Rep. Carla Cunningham (D-Charlotte) also attended the event and spoke on a panel about her experiences with her son, who started exhibiting signs of mental illness when he was 13 and has expressed suicidal thoughts. She said her son, who is grown now, is her motivation for wanting to raise awareness about mental illness and improve how the state addresses it among its citizens.

“It was a struggle for me because I was a nurse. I was supposed to fix this,” she said. “Just because you’re in healthcare doesn’t mean you have all of the answers. You need to find that expertise.”

The Reverend Major Stewart, PhD, the Senior Pastor at Mt. Sinai Baptist Church, talked about the role of the religious community in reaching out to individuals who may need mental health assistance.

“I think it’s a team effort,” Stewart said, adding that sometimes the best way to help is to find a professional trained to assist with mental health conditions while standing and walking with the person who needs the help.

Suicide is the number one cause of all deaths in jail, according to the U.S. Bureau of Justice Statistics. Cardinal Innovations Healthcare Peer Support Specialist Ron Clark served on the panel to discuss his experiences as an individual in recovery and as a support for others. Addiction led Clark down a path of homelessness and incarceration until he decided he wanted to change, he said. Now he’s been in recovery for several years and is trained to provide peer support to others seeking recovery. He meets with inmates at the Mecklenburg County jail regularly, teaching them what he’s learned and providing them with a real example of how their lives can and will change.

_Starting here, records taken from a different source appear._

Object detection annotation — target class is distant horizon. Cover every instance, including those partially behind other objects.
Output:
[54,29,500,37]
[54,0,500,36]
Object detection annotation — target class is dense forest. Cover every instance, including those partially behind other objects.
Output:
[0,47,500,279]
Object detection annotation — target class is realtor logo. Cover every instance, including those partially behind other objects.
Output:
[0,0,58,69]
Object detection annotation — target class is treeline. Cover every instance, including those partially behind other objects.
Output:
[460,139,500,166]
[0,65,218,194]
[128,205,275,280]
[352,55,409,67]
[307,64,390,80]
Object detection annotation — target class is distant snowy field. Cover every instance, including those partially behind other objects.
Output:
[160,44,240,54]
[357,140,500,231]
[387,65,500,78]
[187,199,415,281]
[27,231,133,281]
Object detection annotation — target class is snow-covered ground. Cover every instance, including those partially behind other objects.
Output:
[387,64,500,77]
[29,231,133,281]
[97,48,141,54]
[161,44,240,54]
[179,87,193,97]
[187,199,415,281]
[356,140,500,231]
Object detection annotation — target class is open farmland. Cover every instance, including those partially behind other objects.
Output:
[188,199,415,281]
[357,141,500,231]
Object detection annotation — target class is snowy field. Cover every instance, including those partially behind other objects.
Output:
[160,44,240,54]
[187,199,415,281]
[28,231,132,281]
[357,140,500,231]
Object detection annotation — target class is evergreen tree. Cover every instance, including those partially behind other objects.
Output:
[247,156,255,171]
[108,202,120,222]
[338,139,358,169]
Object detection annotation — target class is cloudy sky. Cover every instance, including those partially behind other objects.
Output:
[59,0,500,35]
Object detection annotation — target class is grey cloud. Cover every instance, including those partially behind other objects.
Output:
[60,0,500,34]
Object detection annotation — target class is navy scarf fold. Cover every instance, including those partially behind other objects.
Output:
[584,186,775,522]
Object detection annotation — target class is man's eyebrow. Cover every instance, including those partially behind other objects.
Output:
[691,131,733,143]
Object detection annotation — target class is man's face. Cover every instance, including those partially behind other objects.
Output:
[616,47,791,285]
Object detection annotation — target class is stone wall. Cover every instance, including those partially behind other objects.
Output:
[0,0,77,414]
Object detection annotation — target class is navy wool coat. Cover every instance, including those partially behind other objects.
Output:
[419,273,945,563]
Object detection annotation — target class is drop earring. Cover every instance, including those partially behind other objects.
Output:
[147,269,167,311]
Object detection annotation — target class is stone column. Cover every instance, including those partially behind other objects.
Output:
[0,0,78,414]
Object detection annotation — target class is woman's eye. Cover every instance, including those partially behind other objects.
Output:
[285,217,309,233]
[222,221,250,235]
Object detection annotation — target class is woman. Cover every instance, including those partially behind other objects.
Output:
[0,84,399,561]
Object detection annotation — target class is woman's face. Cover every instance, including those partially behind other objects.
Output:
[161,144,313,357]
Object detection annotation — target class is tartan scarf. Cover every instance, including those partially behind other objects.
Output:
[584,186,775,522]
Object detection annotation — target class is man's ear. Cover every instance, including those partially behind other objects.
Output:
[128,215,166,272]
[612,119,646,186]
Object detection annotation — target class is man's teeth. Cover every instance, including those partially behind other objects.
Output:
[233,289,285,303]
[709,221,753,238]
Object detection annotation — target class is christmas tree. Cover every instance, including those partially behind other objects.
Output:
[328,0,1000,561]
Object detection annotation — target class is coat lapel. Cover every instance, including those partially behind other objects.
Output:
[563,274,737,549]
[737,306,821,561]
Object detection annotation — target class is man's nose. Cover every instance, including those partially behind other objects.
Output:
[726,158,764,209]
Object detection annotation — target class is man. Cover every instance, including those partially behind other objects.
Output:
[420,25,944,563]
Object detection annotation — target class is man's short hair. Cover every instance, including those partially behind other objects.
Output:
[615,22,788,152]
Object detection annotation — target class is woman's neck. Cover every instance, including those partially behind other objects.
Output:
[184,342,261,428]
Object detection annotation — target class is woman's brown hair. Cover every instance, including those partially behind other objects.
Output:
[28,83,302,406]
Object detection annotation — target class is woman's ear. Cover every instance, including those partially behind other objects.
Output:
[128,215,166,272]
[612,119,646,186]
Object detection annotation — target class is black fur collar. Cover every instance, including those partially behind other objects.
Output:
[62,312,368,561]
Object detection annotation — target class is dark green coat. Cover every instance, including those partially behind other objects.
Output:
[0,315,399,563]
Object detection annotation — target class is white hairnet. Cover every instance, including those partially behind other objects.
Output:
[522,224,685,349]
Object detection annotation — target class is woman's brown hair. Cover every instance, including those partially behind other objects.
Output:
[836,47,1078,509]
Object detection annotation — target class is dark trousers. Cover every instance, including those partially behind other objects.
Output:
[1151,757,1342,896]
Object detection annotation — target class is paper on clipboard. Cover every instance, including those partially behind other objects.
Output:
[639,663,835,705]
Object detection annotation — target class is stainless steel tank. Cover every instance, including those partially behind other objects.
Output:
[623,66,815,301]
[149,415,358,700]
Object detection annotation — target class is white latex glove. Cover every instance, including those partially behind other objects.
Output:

“I go into the same jails where I’ve been locked up,” Clark said. “I share what I’ve learned with some of the same people I’ve used with and with some of the same people I’ve had mental illness issues with and I show them, ‘Hey, we can change.’ ”

Adrianne Pinkney, PhD, with B. Well: Live Consciously, also served on the panel and talked about her experiences with anxiety and the stigma around mental illness, challenging the audience to proactively work on their mental health and happiness. “We’ve got to be more emotionally healthy. Put your time and energy into you and your spiritual well-being and health. I encourage each of you to be intentional about your well-being and happiness.”

If you or someone you know is having thoughts of suicide, there is help.
  • Call 911
  • Call our 24/7 Access and Crisis team at 1-800-939-5911
  • Call the the 24/7 Suicide Prevention Lifeline at 1-800-273-TALK (8255) or chat online
  • For people who identify as LGBTQ, can also call the TrevorLifeline 24/7 at 1-866-488-7386, chat online, or text “TREVOR” to 1-202-304-1200
  • For past and current members of the U.S. military, can also call Military Crisis Line at 1-800-273-8255 (press 1), chat online, or text 838255.

Updated on October 6, 2020 to add that Victor Armstrong became Director of the NC Division of Mental Health, Developmental Disabilities, Substance Abuse Services at NC DHHS in March 2020.